Agentic ColdBox

The ColdBox CLI has tons of AI features to help build context and skills for any LLM and Agent

Introduction

Agentic ColdBox supercharges your development workflow by providing comprehensive AI assistance for both BoxLang and CFML applications through the ColdBox CLI.

The system combines four key components:

  1. Guidelines - Framework documentation stored locally in .agents/guidelines/core/ and referenced via read_file

  2. Skills - On-demand coding cookbooks sourced from skills.boxlang.io

  3. Agents - AI assistant configurations (Claude, Copilot, Cursor, Codex, Gemini, OpenCode)

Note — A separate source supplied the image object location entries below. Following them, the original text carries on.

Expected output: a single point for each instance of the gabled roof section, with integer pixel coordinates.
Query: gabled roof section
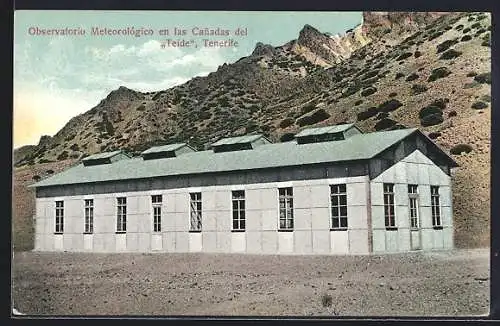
(273, 155)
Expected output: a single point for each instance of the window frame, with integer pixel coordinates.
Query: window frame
(59, 217)
(436, 208)
(88, 205)
(121, 215)
(156, 211)
(389, 205)
(341, 192)
(287, 209)
(196, 212)
(238, 215)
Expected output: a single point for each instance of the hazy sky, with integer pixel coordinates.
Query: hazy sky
(59, 76)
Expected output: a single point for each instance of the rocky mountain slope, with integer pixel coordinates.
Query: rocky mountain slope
(426, 70)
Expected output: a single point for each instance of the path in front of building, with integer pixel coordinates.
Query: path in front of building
(433, 284)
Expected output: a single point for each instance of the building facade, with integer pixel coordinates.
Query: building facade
(333, 190)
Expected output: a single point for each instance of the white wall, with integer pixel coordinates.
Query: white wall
(416, 168)
(311, 233)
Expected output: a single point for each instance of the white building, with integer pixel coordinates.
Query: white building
(332, 190)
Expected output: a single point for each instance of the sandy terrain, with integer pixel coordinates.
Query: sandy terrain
(438, 283)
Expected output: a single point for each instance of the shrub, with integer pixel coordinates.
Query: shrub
(434, 135)
(287, 122)
(450, 54)
(411, 77)
(368, 113)
(385, 124)
(461, 148)
(479, 105)
(483, 78)
(389, 105)
(445, 45)
(316, 117)
(399, 75)
(287, 137)
(438, 73)
(368, 91)
(326, 300)
(404, 56)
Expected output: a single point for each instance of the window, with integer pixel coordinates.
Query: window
(238, 210)
(121, 220)
(156, 200)
(286, 208)
(338, 198)
(390, 219)
(89, 215)
(436, 214)
(413, 197)
(195, 211)
(59, 216)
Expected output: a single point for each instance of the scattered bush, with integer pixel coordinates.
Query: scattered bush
(438, 73)
(316, 117)
(385, 124)
(434, 135)
(326, 300)
(450, 54)
(479, 105)
(368, 91)
(483, 78)
(287, 122)
(399, 75)
(445, 45)
(461, 148)
(287, 137)
(368, 113)
(404, 56)
(412, 77)
(389, 105)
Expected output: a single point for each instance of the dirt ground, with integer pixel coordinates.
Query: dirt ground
(451, 283)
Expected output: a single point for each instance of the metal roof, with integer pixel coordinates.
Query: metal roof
(101, 156)
(237, 140)
(164, 148)
(324, 130)
(356, 147)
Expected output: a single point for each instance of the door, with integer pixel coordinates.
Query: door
(415, 230)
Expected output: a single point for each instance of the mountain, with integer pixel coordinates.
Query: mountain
(426, 70)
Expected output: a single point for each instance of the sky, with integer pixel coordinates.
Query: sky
(57, 77)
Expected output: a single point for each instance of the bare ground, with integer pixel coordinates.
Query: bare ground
(450, 283)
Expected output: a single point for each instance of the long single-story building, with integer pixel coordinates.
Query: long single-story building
(331, 190)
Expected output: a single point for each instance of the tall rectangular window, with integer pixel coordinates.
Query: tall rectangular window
(59, 216)
(121, 217)
(390, 218)
(238, 199)
(338, 198)
(413, 205)
(195, 211)
(286, 208)
(436, 213)
(89, 215)
(156, 201)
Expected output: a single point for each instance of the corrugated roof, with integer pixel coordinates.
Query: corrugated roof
(324, 130)
(100, 156)
(356, 147)
(164, 148)
(237, 140)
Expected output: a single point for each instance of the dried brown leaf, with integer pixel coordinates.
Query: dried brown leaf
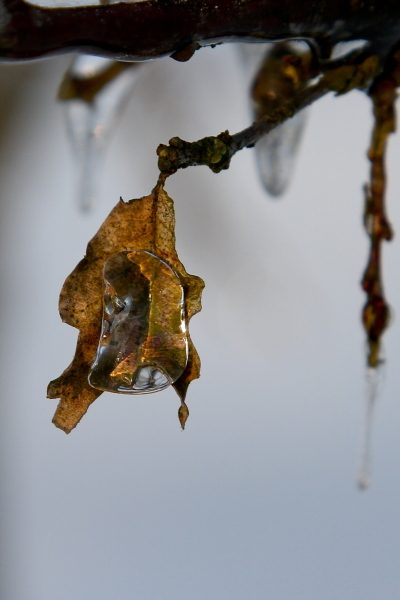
(148, 224)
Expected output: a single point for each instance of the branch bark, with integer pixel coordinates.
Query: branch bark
(134, 31)
(216, 152)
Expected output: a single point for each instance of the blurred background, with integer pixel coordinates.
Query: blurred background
(257, 497)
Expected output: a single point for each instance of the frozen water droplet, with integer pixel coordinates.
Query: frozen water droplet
(143, 345)
(278, 71)
(374, 382)
(94, 92)
(276, 153)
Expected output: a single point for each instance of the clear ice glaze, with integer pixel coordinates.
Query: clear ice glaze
(143, 346)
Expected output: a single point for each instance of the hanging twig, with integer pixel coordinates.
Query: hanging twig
(376, 313)
(216, 152)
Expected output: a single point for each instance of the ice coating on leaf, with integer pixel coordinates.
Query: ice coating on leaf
(276, 154)
(374, 383)
(101, 89)
(143, 345)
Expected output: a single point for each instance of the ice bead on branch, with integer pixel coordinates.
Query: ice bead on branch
(278, 71)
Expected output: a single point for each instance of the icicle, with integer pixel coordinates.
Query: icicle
(277, 71)
(94, 90)
(374, 380)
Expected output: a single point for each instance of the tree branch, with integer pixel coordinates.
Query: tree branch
(216, 151)
(134, 31)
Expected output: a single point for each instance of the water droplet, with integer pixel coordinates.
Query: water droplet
(94, 91)
(374, 384)
(276, 153)
(278, 71)
(143, 345)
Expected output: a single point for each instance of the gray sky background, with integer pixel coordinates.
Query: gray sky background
(257, 498)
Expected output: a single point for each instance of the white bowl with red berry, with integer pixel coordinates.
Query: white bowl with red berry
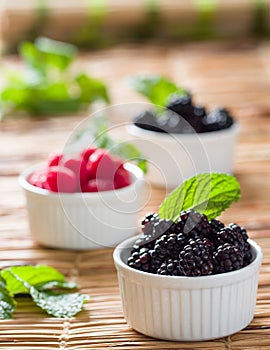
(189, 277)
(179, 137)
(85, 201)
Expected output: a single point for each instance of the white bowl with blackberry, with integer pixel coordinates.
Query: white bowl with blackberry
(183, 139)
(191, 278)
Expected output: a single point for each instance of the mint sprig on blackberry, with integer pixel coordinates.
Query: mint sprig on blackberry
(185, 239)
(175, 110)
(47, 287)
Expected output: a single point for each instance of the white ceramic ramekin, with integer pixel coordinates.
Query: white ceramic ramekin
(187, 308)
(83, 220)
(174, 158)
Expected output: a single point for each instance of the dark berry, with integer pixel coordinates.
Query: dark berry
(196, 259)
(217, 119)
(228, 258)
(247, 247)
(181, 105)
(147, 120)
(228, 235)
(169, 267)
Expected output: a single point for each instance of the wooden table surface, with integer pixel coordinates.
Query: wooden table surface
(234, 74)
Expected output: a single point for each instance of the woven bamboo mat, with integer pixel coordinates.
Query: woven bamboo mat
(234, 74)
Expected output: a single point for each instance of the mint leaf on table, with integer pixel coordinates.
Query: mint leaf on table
(156, 88)
(46, 86)
(7, 302)
(91, 89)
(46, 53)
(38, 275)
(58, 304)
(209, 193)
(47, 287)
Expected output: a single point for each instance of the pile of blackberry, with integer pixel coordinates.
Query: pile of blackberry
(192, 246)
(182, 116)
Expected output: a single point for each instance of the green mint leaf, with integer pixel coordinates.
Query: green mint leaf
(7, 303)
(47, 86)
(91, 89)
(56, 285)
(17, 278)
(55, 53)
(155, 88)
(209, 193)
(58, 305)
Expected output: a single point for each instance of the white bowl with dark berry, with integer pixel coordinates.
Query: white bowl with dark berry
(82, 202)
(181, 139)
(191, 278)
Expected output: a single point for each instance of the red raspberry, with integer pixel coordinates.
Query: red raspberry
(122, 178)
(98, 185)
(54, 159)
(61, 179)
(39, 178)
(87, 153)
(78, 166)
(101, 165)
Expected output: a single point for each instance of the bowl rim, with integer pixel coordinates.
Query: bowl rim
(137, 175)
(134, 130)
(227, 277)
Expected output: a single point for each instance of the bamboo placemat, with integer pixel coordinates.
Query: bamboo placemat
(235, 74)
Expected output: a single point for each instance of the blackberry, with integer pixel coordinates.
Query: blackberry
(217, 119)
(234, 237)
(169, 267)
(148, 222)
(196, 258)
(147, 120)
(153, 227)
(247, 247)
(216, 225)
(140, 259)
(181, 105)
(228, 258)
(194, 223)
(171, 122)
(165, 247)
(168, 246)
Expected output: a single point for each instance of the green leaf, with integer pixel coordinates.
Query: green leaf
(7, 303)
(56, 285)
(56, 53)
(15, 277)
(58, 305)
(46, 86)
(91, 89)
(32, 56)
(156, 88)
(209, 193)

  4. MCP Servers - Context protocol servers tracked in .mcp.json for live documentation and application introspection

Make sure you are on the latest coldbox-cli in your CommandBox installation before getting started.

Key Features

  • Dual-Language Support - First-class support for BoxLang and CFML with automatic detection

  • Multi-Agent Ecosystem - Works with Claude, GitHub Copilot, Cursor, Codex, Gemini, and OpenCode

  • 3 Core Guidelines - ColdBox, BoxLang, and CFML guidelines ship on-disk; agent files stay lean (~250 lines)

  • 200+ Skills Registry - All skills sourced from skills.boxlang.io, the centralized Ortus ecosystem skill repository

  • 30+ MCP Servers - Built-in documentation servers auto-matched to installed modules

  • Live App Introspection - cbMCP (BoxLang only) lets AI agents query your running application in real time

  • Override System - Customize core guidelines and skills at the project level


Installation

The wizard guides you through agent selection, language detection, and MCP server configuration. After installation, the following structure is created:

Agent configuration files are generated automatically:

Agent
Config File

Claude

CLAUDE.md

GitHub Copilot

AGENTS.md (shared)

Cursor

.cursorrules

Codex

AGENTS.md (shared)

Gemini

GEMINI.md

OpenCode

AGENTS.md (shared)

After installation, add your project context to the generated agent file — business domain, key services, authentication approach, and API endpoints. This gives AI assistants the application-specific knowledge they need.

Keeping Resources Updated

Automate with CommandBox scripts:


Core Concepts

Guidelines vs Skills

Guidelines teach AI agents what the framework is and how it works — architecture, conventions, and API references. They answer: "What tools do I have?"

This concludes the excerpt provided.